“Globally, oil prices are not the thing that is going to cause us problems,” says James A. Slutz in today’s Australian. He’s the deputy assistant secretary for oil and natural gas in the United States.
What’s the English word for apparatchik?
Mr. Slutz is in Australia to present the conclusions of a report prepared by the independent National Petroleum Council (NPC). He also told the Australian that, “The key thing is that hydrocarbons are becoming more difficult to develop, taking more time, and the cumulative effect of this is a more challenging supply situation.”
Yes. So how is it the oil price is not related to the “challenging supply situation?” Granted, the possibility of a Turkish invasion into Northern Iraq could have something to do with oil futures at US$87 in New York. But you’d think that the current oil price also reflects the market’s skepticism about seamless growth in new supply to meet new demand.

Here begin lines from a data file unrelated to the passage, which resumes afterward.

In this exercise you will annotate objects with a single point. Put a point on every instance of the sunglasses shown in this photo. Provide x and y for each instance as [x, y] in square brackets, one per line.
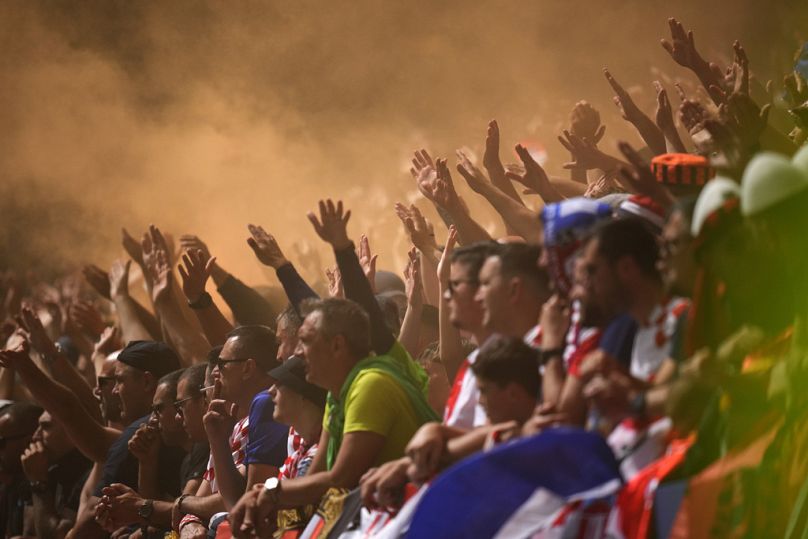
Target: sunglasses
[452, 285]
[220, 362]
[6, 439]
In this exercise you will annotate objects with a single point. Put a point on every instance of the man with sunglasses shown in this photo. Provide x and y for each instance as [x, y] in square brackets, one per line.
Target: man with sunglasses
[464, 314]
[18, 421]
[56, 471]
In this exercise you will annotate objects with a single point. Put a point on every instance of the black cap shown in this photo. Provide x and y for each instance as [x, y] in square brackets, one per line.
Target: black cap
[292, 374]
[152, 356]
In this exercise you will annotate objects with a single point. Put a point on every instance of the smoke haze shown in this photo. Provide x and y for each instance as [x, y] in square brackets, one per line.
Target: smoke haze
[202, 117]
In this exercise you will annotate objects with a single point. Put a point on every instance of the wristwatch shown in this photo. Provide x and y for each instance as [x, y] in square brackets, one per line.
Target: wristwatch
[273, 488]
[38, 487]
[145, 511]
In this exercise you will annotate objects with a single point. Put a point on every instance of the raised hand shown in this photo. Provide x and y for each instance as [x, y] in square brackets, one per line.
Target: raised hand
[189, 242]
[145, 443]
[132, 247]
[335, 289]
[585, 122]
[265, 247]
[87, 318]
[98, 279]
[195, 273]
[221, 416]
[19, 355]
[628, 109]
[585, 154]
[534, 178]
[35, 332]
[664, 119]
[367, 260]
[109, 341]
[119, 279]
[419, 230]
[491, 160]
[682, 47]
[473, 176]
[641, 180]
[445, 260]
[332, 224]
[35, 462]
[412, 279]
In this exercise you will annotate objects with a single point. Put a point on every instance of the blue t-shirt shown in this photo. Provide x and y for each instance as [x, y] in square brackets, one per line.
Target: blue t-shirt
[267, 438]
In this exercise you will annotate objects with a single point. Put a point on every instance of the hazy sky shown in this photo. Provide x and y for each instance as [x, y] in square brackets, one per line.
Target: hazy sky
[204, 116]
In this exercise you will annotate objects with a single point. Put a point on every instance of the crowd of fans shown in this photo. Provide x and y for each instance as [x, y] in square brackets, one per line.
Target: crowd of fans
[657, 301]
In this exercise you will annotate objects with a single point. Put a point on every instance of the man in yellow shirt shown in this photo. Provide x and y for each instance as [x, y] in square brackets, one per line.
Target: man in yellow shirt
[375, 402]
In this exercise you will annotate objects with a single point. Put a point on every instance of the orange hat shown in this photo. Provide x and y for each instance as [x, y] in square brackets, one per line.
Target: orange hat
[682, 169]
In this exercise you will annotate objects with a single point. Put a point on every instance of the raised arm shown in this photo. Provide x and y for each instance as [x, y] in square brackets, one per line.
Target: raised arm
[191, 345]
[518, 218]
[493, 164]
[132, 328]
[411, 325]
[60, 368]
[435, 183]
[645, 126]
[451, 346]
[100, 281]
[194, 275]
[332, 228]
[269, 253]
[422, 235]
[247, 305]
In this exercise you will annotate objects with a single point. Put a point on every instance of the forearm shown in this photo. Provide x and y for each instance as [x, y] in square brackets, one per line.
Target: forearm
[296, 288]
[248, 306]
[572, 402]
[411, 328]
[229, 478]
[190, 343]
[203, 506]
[650, 133]
[357, 288]
[46, 519]
[553, 380]
[468, 230]
[515, 215]
[147, 484]
[89, 436]
[213, 323]
[132, 329]
[64, 371]
[429, 278]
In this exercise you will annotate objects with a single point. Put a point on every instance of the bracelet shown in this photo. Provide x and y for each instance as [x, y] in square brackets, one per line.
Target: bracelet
[202, 302]
[547, 354]
[179, 503]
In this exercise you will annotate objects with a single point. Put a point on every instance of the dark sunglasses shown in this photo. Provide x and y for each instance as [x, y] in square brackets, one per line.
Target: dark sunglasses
[220, 363]
[6, 439]
[453, 284]
[179, 406]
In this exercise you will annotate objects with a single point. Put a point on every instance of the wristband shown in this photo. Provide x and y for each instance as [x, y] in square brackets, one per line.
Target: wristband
[202, 302]
[547, 354]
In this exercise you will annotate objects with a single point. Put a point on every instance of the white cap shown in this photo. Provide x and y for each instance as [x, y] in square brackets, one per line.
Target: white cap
[768, 180]
[712, 197]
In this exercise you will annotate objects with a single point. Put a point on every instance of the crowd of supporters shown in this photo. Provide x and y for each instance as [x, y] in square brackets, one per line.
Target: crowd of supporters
[628, 362]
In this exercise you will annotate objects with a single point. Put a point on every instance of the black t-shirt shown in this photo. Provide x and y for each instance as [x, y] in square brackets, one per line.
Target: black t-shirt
[122, 466]
[195, 463]
[67, 476]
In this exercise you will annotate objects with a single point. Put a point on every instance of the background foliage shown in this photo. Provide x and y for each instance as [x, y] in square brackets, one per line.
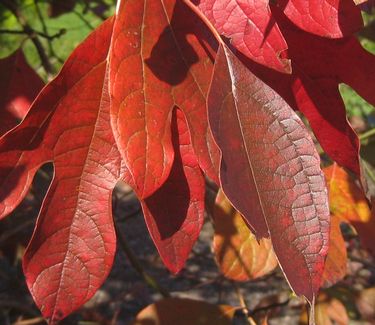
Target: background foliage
[60, 26]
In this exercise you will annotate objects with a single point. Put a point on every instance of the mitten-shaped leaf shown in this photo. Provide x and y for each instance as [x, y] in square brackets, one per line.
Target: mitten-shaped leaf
[174, 227]
[72, 249]
[270, 170]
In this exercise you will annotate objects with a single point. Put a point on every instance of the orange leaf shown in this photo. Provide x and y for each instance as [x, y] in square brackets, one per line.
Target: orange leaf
[348, 202]
[239, 255]
[328, 311]
[185, 312]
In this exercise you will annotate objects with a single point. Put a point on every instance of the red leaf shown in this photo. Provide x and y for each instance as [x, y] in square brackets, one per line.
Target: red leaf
[274, 180]
[19, 85]
[239, 255]
[313, 87]
[327, 18]
[251, 28]
[159, 60]
[336, 262]
[72, 249]
[175, 227]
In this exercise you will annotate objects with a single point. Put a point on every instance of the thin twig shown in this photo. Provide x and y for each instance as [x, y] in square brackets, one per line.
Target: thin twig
[45, 31]
[270, 306]
[138, 267]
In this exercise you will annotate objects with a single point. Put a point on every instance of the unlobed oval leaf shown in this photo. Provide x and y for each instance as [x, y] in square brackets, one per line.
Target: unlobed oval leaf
[270, 170]
[237, 251]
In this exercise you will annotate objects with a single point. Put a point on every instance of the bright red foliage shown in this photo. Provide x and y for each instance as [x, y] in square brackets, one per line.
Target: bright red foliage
[280, 169]
[130, 104]
[19, 85]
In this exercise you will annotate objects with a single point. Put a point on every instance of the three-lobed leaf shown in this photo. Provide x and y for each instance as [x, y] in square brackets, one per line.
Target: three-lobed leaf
[270, 170]
[349, 204]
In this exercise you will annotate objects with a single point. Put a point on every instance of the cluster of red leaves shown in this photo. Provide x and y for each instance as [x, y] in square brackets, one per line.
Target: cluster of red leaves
[130, 104]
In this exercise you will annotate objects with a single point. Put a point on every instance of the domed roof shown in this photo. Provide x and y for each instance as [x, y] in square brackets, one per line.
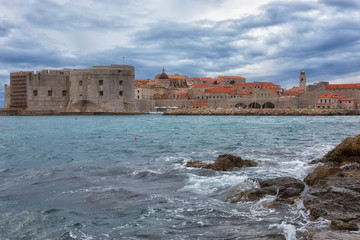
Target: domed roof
[163, 75]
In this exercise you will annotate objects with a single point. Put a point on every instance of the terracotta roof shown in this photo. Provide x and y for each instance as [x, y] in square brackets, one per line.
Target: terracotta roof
[158, 96]
[235, 77]
[331, 95]
[177, 76]
[269, 90]
[343, 86]
[218, 90]
[239, 92]
[291, 93]
[200, 103]
[204, 85]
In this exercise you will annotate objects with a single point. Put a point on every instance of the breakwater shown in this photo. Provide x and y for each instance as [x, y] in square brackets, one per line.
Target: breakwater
[265, 112]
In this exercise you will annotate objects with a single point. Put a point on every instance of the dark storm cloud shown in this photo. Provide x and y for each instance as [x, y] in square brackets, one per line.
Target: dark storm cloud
[341, 3]
[320, 37]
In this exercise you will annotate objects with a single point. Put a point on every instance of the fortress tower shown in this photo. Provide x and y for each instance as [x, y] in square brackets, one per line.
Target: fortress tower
[302, 81]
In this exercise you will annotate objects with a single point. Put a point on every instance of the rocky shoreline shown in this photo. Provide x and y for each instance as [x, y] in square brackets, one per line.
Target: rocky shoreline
[53, 113]
[332, 189]
[265, 112]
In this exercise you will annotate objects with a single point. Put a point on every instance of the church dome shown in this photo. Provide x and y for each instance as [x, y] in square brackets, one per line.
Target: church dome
[163, 75]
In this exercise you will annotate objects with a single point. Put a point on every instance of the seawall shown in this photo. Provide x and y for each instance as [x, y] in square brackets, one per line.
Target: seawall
[54, 113]
[266, 112]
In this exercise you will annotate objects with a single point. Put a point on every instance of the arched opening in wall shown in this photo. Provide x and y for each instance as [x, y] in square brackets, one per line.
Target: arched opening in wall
[268, 105]
[254, 105]
[240, 105]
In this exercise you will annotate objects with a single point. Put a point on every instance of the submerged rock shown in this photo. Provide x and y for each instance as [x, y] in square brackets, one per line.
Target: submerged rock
[225, 162]
[348, 151]
[334, 187]
[282, 187]
[330, 235]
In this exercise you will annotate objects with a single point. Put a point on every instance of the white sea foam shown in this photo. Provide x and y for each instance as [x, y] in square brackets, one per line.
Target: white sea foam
[259, 209]
[288, 229]
[210, 184]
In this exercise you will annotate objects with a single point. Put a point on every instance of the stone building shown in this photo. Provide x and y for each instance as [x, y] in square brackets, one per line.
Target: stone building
[331, 100]
[98, 89]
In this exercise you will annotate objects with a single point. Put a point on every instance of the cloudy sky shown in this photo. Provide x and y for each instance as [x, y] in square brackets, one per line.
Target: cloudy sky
[262, 40]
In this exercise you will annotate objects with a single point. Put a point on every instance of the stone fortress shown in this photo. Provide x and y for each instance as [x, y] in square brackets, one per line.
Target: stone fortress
[98, 89]
[113, 89]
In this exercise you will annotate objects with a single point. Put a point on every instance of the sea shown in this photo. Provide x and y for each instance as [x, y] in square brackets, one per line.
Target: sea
[124, 177]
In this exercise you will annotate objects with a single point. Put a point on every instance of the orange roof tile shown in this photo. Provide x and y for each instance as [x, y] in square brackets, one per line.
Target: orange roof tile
[343, 86]
[331, 95]
[235, 77]
[200, 103]
[177, 76]
[239, 92]
[269, 90]
[291, 93]
[218, 90]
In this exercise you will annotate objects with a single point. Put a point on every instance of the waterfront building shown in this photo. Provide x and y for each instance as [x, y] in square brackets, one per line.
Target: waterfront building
[331, 100]
[98, 89]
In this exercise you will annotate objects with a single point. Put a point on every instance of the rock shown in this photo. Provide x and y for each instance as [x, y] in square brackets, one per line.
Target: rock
[330, 235]
[224, 162]
[348, 151]
[334, 188]
[282, 187]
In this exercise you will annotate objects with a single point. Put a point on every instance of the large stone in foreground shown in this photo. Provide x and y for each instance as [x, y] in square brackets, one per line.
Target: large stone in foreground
[282, 187]
[348, 151]
[334, 188]
[225, 162]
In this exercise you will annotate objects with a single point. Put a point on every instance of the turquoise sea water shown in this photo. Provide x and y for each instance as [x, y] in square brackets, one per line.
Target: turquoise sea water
[86, 177]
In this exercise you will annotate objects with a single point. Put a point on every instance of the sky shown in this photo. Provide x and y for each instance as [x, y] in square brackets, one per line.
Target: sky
[261, 40]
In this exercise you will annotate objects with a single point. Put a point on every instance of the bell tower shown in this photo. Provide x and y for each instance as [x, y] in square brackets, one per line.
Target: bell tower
[302, 81]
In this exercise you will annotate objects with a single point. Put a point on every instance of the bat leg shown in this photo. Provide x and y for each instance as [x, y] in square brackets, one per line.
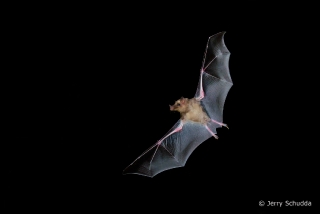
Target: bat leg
[214, 135]
[221, 124]
[174, 131]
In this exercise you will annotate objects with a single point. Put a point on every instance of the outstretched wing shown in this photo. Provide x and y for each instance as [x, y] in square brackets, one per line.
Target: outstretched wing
[172, 152]
[176, 146]
[215, 80]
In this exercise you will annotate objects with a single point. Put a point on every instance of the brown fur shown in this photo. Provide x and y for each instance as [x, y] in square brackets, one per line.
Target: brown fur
[190, 109]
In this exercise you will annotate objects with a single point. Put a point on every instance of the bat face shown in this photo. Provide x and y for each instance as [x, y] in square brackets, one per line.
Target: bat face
[180, 105]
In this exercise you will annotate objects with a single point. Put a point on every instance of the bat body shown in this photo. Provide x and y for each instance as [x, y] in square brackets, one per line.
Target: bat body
[199, 116]
[190, 109]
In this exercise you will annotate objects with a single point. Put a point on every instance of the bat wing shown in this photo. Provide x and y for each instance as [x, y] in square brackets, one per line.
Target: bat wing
[215, 80]
[172, 152]
[183, 138]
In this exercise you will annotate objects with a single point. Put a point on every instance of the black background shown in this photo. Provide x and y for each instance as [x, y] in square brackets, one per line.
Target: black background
[88, 91]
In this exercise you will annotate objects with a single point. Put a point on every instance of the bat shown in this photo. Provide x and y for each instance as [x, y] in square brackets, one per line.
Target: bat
[199, 116]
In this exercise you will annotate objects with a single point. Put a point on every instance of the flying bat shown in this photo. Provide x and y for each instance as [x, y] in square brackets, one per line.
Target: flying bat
[200, 116]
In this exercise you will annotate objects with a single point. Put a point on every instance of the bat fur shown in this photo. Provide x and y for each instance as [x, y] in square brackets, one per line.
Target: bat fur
[190, 109]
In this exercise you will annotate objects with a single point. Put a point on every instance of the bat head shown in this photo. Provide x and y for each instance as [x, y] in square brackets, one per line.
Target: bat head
[180, 105]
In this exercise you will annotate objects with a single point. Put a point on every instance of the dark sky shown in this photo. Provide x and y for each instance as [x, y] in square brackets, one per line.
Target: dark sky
[88, 93]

You can find the NPC report, prepared by a who’s who of the energy establishment, at this link.
You can also put the “challenging supply situation” in perspective with the image below, taken from the executive summary of the report. The forecast for demand of 124 million barrels per day comes from the International Energy Agency. Keep in mind the IEA expects production to increase by 45% to meet expected demand.
How does the NPC expect supply to grow? New discoveries and enhanced oil recovery (EOR), along with increased production from unconventional sources like Canada’s tar sands are all expected to bridge the gap between where we are and where we need to be.
Mmm hmm. Easy as that. Sooner or later, buyers are going to be priced out of the oil market, forcing them to turn to coal, or leading to lower oil prices. But don’t expect the world’s supply to magically increase because of “technology.” Technology is not fuel, as my friend Jim Kunstler has pointed out.